MI NAVIDAD UNIVERSITARIA
En la Nochebuena de mi segundo año de universidad me proponía sentir la magia de la Navidad, pero por mucho que me esforzaba los resultados eran penosos. En parte se debía a que la emoción del primer año ya había pasado y me encontraba resistiéndome a la típica fatiga de fin de semestre, además del sentimiento de impotencia que me generaba una tarea con la que no lograba lidiar. Mientras aguardaba afuera de la oficina de mi profesor para hablar con él sobre el problemático ensayo, recordaba melancólicamente la alegría de las festividades navideñas de cuando era niña, desprovistas de toda preocupación.
Cuando el profesor me hizo pasar, traté de desdibujar mi ceño fruncido. Antes de empezar abrió un cajón de su escritorio y sacó un paquete de caramelos.
—¿Quieres uno? Elige el que quieras —me dijo con una sonrisa.
Me tomó por sorpresa y solté una risita nerviosa. ¿Desde cuándo los profesores ofrecen caramelos a los alumnos?
—Feliz Navidad —me dijo, y luego empezó a darme algunas ideas sobre cómo revisar mi ensayo. Al final no resultaría tan complicado como me había imaginado y me sentí mucho mejor al salir de la reunión.
Aunque el profesor no sabía nada de mi soledad y la depre que me afligía en ese segundo año, su gesto espontáneo de gentileza me dio ese poquito de estímulo emocional que necesitaba para hacer frente a las demás pruebas y exigencias que tenía por delante esa Navidad, entre ellas, los exámenes finales. Aquel chupetín verde de limón encapsulaba la magia de la Navidad: la generosidad espontánea y alegre, además de la oportunidad de saborear una golosina.
Cuando se me acabó el chupetín me dirigí a otra clase, donde una de mis amigas estudiaba detenidamente un pesado tomo de ingeniería civil. Tenía los ojos cansados y las comisuras de los labios marcadas por el decaimiento, gesto que yo conocía muy bien. Al abrir el bolso para sacar mi libro de texto vi que tenía dos galletitas en uno de los bolsillos, las cuales había llevado para merendar por la tarde. Las tomé y le ofrecí una a mi amiga.

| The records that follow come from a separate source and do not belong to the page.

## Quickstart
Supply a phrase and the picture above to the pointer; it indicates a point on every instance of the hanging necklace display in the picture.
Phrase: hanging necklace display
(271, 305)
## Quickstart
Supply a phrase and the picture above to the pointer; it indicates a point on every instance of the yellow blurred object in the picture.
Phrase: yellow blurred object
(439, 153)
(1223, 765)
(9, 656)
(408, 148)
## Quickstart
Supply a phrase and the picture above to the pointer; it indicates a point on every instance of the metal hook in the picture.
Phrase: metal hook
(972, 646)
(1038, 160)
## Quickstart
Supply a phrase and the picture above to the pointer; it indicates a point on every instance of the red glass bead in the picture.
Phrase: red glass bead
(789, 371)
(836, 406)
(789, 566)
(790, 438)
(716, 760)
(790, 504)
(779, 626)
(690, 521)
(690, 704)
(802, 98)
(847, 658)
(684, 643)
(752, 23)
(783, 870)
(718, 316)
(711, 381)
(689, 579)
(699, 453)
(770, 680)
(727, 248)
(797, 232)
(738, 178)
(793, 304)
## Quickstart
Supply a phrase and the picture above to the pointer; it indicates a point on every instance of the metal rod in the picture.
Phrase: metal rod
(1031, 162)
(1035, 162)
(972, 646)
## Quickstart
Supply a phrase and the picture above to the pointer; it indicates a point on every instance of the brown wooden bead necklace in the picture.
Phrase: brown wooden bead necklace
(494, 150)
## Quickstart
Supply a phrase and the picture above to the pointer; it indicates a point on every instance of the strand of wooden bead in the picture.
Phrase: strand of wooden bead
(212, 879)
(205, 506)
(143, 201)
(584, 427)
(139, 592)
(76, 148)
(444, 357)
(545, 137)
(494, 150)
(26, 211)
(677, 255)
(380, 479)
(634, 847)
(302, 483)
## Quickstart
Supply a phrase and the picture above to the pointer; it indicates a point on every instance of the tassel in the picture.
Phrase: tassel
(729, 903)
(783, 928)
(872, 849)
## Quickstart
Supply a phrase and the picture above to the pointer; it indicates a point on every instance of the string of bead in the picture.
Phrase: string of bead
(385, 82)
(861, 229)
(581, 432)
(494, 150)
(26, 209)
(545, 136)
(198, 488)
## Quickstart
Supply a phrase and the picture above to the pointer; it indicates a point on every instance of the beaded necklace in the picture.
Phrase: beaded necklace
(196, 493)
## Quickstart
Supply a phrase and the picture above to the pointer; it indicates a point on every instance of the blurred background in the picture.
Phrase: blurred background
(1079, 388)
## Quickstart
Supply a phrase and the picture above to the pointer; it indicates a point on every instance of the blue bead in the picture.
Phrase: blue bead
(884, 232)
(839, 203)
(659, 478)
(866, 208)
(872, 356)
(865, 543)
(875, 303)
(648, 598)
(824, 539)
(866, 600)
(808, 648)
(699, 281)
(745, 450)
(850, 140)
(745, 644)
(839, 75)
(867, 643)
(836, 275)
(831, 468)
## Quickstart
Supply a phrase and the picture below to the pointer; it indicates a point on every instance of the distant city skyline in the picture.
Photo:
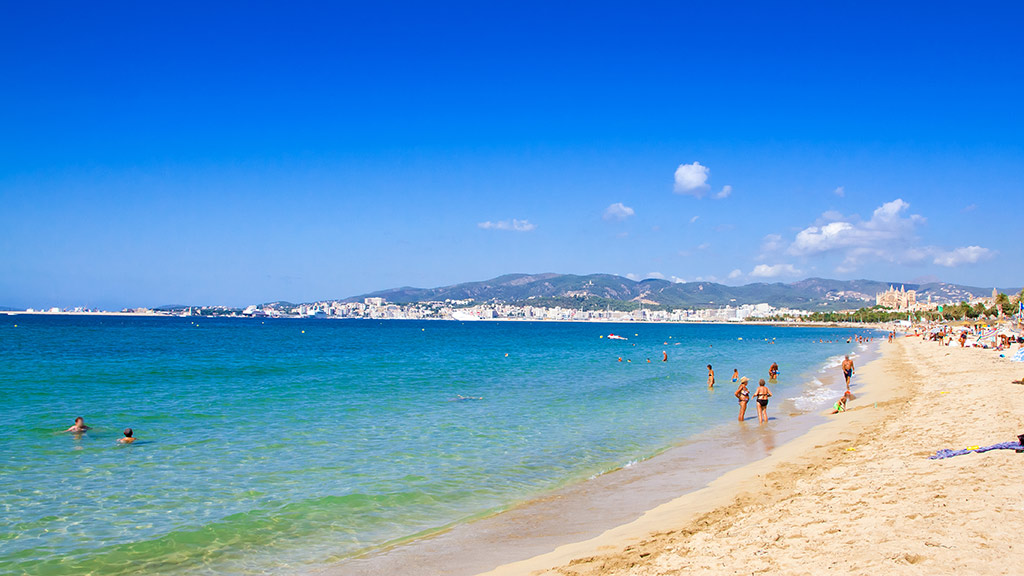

Ver que su mirada recuperaba el brillo me hizo sonreír. Me di cuenta entonces de que aunque no iba disfrutar de las mismas festividades y celebraciones navideñas de mi niñez, igual podía transmitir por ahí alguito de alegría navideña. Una sonrisa y una golosina son cosas insignificantes; sin embargo, en la temporada navideña, cuando la nostalgia y nuestras expectativas optimistas chocan dolorosamente con la fría realidad de la vida, un simple gesto de generosidad puede hacer maravillas para que una jornada sombría recobre el gozo de la Navidad.